Obituary: ‘Kevin McTernan was a guy you’d always get on with’

Kevin McTernan, who passed away in October, was a mainstay of St Finbarr’s in Cork, but his influence extended beyond the Togher club.
“We were first cousins,” says Joe Kavanagh of Nemo Rangers.
“We knew each other as kids, obviously, even if we didn’t play against each other a whole lot as adults.
“There was always a bit of slagging, as you’d expect, but it never went over the top. It was just banter, because Kevin was a guy you’d always get on with. He was just a great character, always.
“He was the Barr’s to the core — married to Charlie McCarthy’s daughter, got involved in underage training and was also a senior football selector, all of that, but the slagging never went over the line.”
Paddy Hayes of the Barr’s recalls McTernan both inside and outside the white lines of the playing field.
“I’m a bit older but we soldiered together at intermediate for a few years. We got pally, though, as we were both working weekends for a long time, so it suited us to have a pint on a Sunday evening when we’d be free. We would head out to the Barrs’ club for a drink, relax and let the kids run around.”
Hayes took over the Barr’s senior team and encouraged McTernan to keep plugging away when he was losing interest.
“Kevin was the understudy to John Kerins and John O’Brien, so he’d have been on the sideline for a good while, and he was thinking of giving up.
“I met him and told him to bide his time, that he’d get his chance eventually. And he stuck at it too, in fairness, and after John O’Brien went, he got his chance. He was disillusioned at 30, but had a great career from age 30 to 50.”
McTernan was a crucial figure as the Barrs tried to win back their senior status after their relegation in 2007.
“That was a big deal, a huge challenge. The club was at a low ebb when we were relegated by Douglas. Tony Leahy took over and we got straight back up because we won the Premier Intermediate.
“Kevin played a huge part in getting us back up to senior because that intermediate county final could have gone any way. The first game was a draw and we only won the replay by a couple of points, and I remember him making one crucial save at a vital time in the replay in particular.”
The Barr’s got to two senior county finals after getting out of premier intermediate, and though they lost both, Hayes points out that McTernan’s decision to stay on was vindicated: “He was a great influence on the younger lads.
"Being the age he was, he’d seen it all, he’d been there and played with and against a lot of big names, and the younger lads responded to that experience, and to the fact he was just a great character to have around as well, a great guy to have in the dressing room. He drove them on and they responded.”
As the years rolled by, McTernan drove on his contemporaries as well.
“We played Night Owls (soccer) together,” says Kavanagh. “Cold evenings up there on the hockey pitches by the airport. Great craic, he enjoyed playing in goal all over again.

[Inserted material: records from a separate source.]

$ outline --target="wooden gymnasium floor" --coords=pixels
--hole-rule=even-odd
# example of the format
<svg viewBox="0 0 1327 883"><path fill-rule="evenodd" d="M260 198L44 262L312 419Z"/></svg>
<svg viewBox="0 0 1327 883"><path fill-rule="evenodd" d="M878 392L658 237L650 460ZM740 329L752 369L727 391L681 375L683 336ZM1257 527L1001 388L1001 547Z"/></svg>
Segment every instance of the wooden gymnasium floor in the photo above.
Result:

“And he was a great man to organise an evening out as lads hit their 40s and kids, jobs, all of that came into play. He was working shifts and weekends in recent years so he’d text around ‘I’m off on the 11th, that’ll be the night off so organise yourselves’, and that’d be it.
“And then there were the trips away.”
McTernan would organise an annual trip for a dozen or so pals, but Kavanagh soon detected a recurring theme.

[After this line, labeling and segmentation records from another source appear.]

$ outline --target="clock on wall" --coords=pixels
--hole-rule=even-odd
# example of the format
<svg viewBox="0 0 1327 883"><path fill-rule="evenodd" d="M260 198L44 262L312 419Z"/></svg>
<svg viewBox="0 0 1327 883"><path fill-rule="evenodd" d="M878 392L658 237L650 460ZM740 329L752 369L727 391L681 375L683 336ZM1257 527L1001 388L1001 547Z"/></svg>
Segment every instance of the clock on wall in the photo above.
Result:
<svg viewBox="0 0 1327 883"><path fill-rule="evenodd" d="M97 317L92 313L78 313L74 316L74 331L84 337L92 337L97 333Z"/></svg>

“We’d be going to Liverpool one year, say, and lo and behold West Ham were playing Everton the same weekend. What a coincidence. “Then the following year we’d head back to Liverpool — and West Ham were visiting Liverpool.
“Twelve or 13 lads at a match and one of them in his element — McTernan, the lifelong West Ham fan. But great craic.”
Paddy Hayes backs up the story: “Joe’s right. We saw the Crystal Palace-West Ham game last February and we also saw West Ham-Spurs in September, which was the last game we all went to together.
“Look, if we went to London it was West Ham we were going to, end of story. There would have been 13 or 14 lads on those trips and one West Ham supporter among them, but we’d always end up at their games.
“But Kevin was the man with the influence anyway. If we were out somewhere and he didn’t like it, that was it — we’d all have to head off if he said so.”
Awhile back Hayes and McTernan decided on a change of scenery when it came to Sunday afternoons, so they hit upon The South County in Douglas.
“There are three lads down in The South County who have a traditional music session every Sunday,” says Hayes.
“Jimmy, Tommy, and Johnny, and we fell in there with them. It was great craic, a couple of drinks and a few songs — Kevin loved to sing — and we didn’t miss one of the Sundays, I’d say, in the time he was sick.”
The crowd at that Sunday evening session grew and grew, says Kavanagh.
“It went from five or six one week to 15 or 16 , and if there was a bank holiday there could be 30 of us down there. It was great, a mix of friends of his but obviously a lot of Barr’s lads.
“It was all for him. That was how well liked he was. The funeral was a massive occasion, so was the month’s mind. He was a great character, and people loved him, really.”
At those Sunday sessions McTernan sang The Cliffs of Dooneen. Nowadays Paddy Hayes sings it for him.